Firstly, we need to establish the recommended daily allowance advised to sustain a balance of protein synthesis versus degradation in health adults, to account for differences in protein metabolism and nitrogen losses (via urination and excretion).
This value is 0.8g per kg of bodyweight daily (35), which for an average 80kg man would be:
0.8g x 80kg bodyweight = 64g per day
This value is suggested to cover 97.5% of healthy men and women over the age of 19 years old. However, it is also advised that the cost of exercising in regards to protein metabolism will be greater in those who exercise and require more protein to allow lean tissue development and repair post training (36,68). In fact the predominant nutritional guidelines for protein consumption suggest that for physically active people up to 2g per kg per day is both safe and more effective post training (13).
Such guidelines also suggest that whilst every step should be taken to obtain protein via whole foods in the diet, protein supplementation through sources such as whey, is an effective and efficient way of making sure protein intake is met (13).

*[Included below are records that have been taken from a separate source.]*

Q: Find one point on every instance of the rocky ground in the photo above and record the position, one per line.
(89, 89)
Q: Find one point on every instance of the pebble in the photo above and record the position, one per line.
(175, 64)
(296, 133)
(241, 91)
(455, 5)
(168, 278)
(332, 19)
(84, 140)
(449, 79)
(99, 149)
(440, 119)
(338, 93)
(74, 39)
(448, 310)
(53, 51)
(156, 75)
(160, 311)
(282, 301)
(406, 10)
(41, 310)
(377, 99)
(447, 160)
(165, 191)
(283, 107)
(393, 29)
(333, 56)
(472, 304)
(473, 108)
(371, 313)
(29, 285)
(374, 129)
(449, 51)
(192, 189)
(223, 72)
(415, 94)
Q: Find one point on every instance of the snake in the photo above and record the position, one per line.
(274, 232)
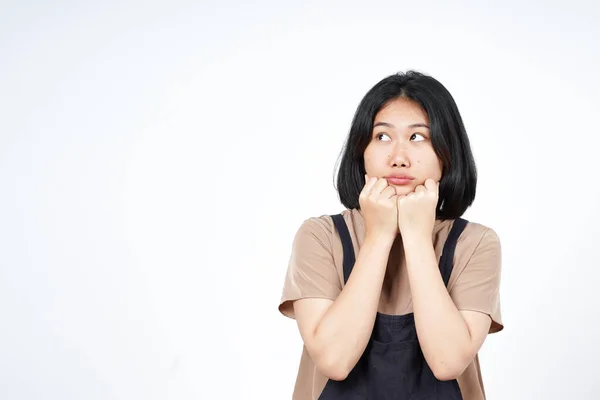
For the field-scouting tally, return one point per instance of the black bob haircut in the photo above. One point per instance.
(448, 137)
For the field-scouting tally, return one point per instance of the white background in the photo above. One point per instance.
(157, 159)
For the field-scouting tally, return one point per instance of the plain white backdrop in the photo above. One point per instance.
(157, 158)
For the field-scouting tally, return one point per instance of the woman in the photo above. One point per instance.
(406, 318)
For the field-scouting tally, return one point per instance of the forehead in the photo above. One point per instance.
(401, 112)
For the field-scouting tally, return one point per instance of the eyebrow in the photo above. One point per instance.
(387, 124)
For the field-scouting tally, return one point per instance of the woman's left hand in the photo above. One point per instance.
(416, 210)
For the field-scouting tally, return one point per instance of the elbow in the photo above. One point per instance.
(333, 368)
(449, 370)
(447, 373)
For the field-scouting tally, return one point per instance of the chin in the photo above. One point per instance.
(404, 189)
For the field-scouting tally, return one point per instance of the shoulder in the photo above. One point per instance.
(477, 236)
(478, 253)
(322, 226)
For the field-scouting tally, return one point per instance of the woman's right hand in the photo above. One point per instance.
(379, 209)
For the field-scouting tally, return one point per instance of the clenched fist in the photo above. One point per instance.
(416, 210)
(379, 208)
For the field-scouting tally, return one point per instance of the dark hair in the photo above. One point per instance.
(448, 137)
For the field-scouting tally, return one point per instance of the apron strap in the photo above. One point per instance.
(447, 259)
(347, 246)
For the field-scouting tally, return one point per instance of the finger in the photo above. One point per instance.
(379, 186)
(369, 182)
(431, 185)
(388, 192)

For the purposes of clarity we will now outline the proposed dosage recommendations for varied forms of activity and exercise, as each will predispose the participant to different physical stressors which may require a different amount of protein consumption.
Whey Dosage For Endurance Athletes:
Generally protein intake should range from 1g/ kg to 1.6g/ kg depending upon the duration and intensity of performance (27,43,49,69).
The advised dosage for 2 bouts of 90 minutes cycling at 46% VO2 max was 1g per kg per day (21).
A dosage of 1.6g per kg per day meets the protein (nitrogen balance) requirements for experienced runners (70).
In an elite running population this requirement is suggested to reduce to 1.49g per kg per day (25).
Whey Dosage For Strength Training:
It is likely obvious to most that activities involving strength, such as weight lifting and bodybuilding have a higher protein requirement than endurance activities. This is particularly evident when undertaking the early stages of training or when volume of exercise changes dramatically.
However, the scientific literature does not have a specific dosage which is more commonly quoted for this population. Rather a range of protein consumption levels are usually seen.
1.2-1.8g per kg per day is suggested to stimulate lean muscle mass accretion (1,16,38,42,69-70). This same dosage (1.2-1.8g) will facilitate adaptations to training if sufficient calories are provided also (57-58,65,71,75-76,80).
Body builders are suggested to consume 1.12g per kg per day specifically (70). Power sport athletes (such as Olympic weight lifting) are suggested to consume between 1.6-2g per kg per day (2,36,42,44,69).
Doses of 2.3-3.1g per kg per day are suggested for bodybuilders (31) as a higher intake is proposed to sustain lean body mass (LBM), with sufficient carbohydrates and reduced fat intake (30,50,). Intense resistance training (alongside calorie restriction) can lead to a negative nitrogen balance (NNB) despite 2g/kg protein consumed (12,15).